Ну вот, теперь он начнет думать над проблемой, а через час-полтора вспомнит, что у него еще есть школа и что он этой школе очень нужен, вне зависимости от того, насколько он теперь соответствует собственным белокрылым стандартам...

- Господин де Сандовал, идите спать. Долго и крепко. До заседания Совета здесь уже не будет ничего интересного, к нашему общему счастью.

- Да... я хотел бы пока уехать. Но мне совершенно неудобно просить вас еще и присмотреть за юношей... - А вот это уже трансмутация металлов в чистом виде. Потому что еще позавчера господин де Сандовал с удовольствием отгородил бы Алваро от меня метрами этак четырьмя армированного бетона.

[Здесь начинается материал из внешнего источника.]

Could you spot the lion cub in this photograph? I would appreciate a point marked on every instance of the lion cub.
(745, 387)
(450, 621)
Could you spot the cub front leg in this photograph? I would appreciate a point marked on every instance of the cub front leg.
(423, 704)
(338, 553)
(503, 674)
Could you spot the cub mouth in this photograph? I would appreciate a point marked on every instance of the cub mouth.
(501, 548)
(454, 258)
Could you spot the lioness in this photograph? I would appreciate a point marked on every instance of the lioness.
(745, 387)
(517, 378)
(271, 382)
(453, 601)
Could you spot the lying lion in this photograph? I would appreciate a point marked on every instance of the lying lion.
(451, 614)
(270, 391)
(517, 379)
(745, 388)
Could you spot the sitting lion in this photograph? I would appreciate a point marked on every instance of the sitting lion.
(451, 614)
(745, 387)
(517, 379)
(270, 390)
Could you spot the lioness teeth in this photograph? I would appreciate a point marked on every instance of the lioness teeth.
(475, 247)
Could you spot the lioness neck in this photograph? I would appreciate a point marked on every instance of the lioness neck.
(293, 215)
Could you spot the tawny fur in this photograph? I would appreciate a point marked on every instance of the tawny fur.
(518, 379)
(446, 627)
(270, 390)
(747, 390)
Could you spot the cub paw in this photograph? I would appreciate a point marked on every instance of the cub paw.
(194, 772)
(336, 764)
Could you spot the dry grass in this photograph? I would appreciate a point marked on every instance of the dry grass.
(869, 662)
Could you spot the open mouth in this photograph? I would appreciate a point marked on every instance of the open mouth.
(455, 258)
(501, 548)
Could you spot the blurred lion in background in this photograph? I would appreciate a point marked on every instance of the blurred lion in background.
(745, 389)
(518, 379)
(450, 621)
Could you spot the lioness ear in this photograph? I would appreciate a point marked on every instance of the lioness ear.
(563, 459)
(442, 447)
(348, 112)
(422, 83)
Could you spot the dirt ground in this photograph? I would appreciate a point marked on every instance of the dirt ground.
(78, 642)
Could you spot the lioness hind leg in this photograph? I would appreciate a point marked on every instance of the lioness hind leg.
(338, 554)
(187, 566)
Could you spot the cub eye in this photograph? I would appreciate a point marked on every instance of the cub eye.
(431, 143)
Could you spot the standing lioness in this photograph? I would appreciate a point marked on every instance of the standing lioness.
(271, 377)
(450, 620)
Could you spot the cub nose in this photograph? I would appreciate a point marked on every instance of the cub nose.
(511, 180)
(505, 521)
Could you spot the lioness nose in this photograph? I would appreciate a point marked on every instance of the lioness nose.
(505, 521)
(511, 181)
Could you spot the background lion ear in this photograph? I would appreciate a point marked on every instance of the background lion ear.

- Я вряд ли смогу уделять ему достаточно времени - но я пристрою к нему кого-то из персонала и буду проверять.

- Меня это здоровое любопытство выздоравливающего, конечно, радует - но ужас же, - жалуется гость, поднимаясь. - На четыре обвинения везде залез.

- Господин де Сандовал... мне жаль вас разочаровывать, но Васкес был таким всегда. Сейчас он просто чуть менее активен, чем обычно. И благодарите Бога, что вы делите роль утки-матери с господином Сфорца.

- М-менее? - давится воздухом директор. - Да, кстати... я же вам так и не сказал. Я с ним поговорил - и я так понимаю, что за то, что это чудо уцелело на базе Черных Бригад, нужно благодарить вас?

- Существенно менее. Да, я сказал Эскалере, что мальчик - замечательный материал для внедрения, и что я его беру. Он сначала удивился, потом посмотрел немного на наши занятия и поверил. Тут бы любой поверил.

- Спасибо. Он всем тут очень полезен... и не в силу своего секретарства.

- Не за что, - учитывая обстоятельства, совершенно не за что. От Эскалеры его спас я, а вот от меня Васкеса спасло исключительно чудо Господне. - Что вы имеете в виду? То, что господин Сфорца вспомнил, наконец, сколько ему лет?

Де Сандовал изумленно встряхивает головой:

- Хм. Это до меня как-то и не доходило. Нет... просто мы тут почти поголовно страдаем туннельным зрением. Наследственным. Вчерашнее - хороший пример. Я думал о своем семействе, о Сфорца, о Совете... а что кто-то взорвет вычислительный центр, а кого-то уволят - нет, ни разу. А Алваро - такое живое напоминание о том, чем мы вообще занимаемся. Чем должны заниматься.

Те, кто платит самую высокую цену за наши... проекты, наши решения, ошибки, мгновения паники.

- Вы помните, большей частью. Просто не всегда осознаете.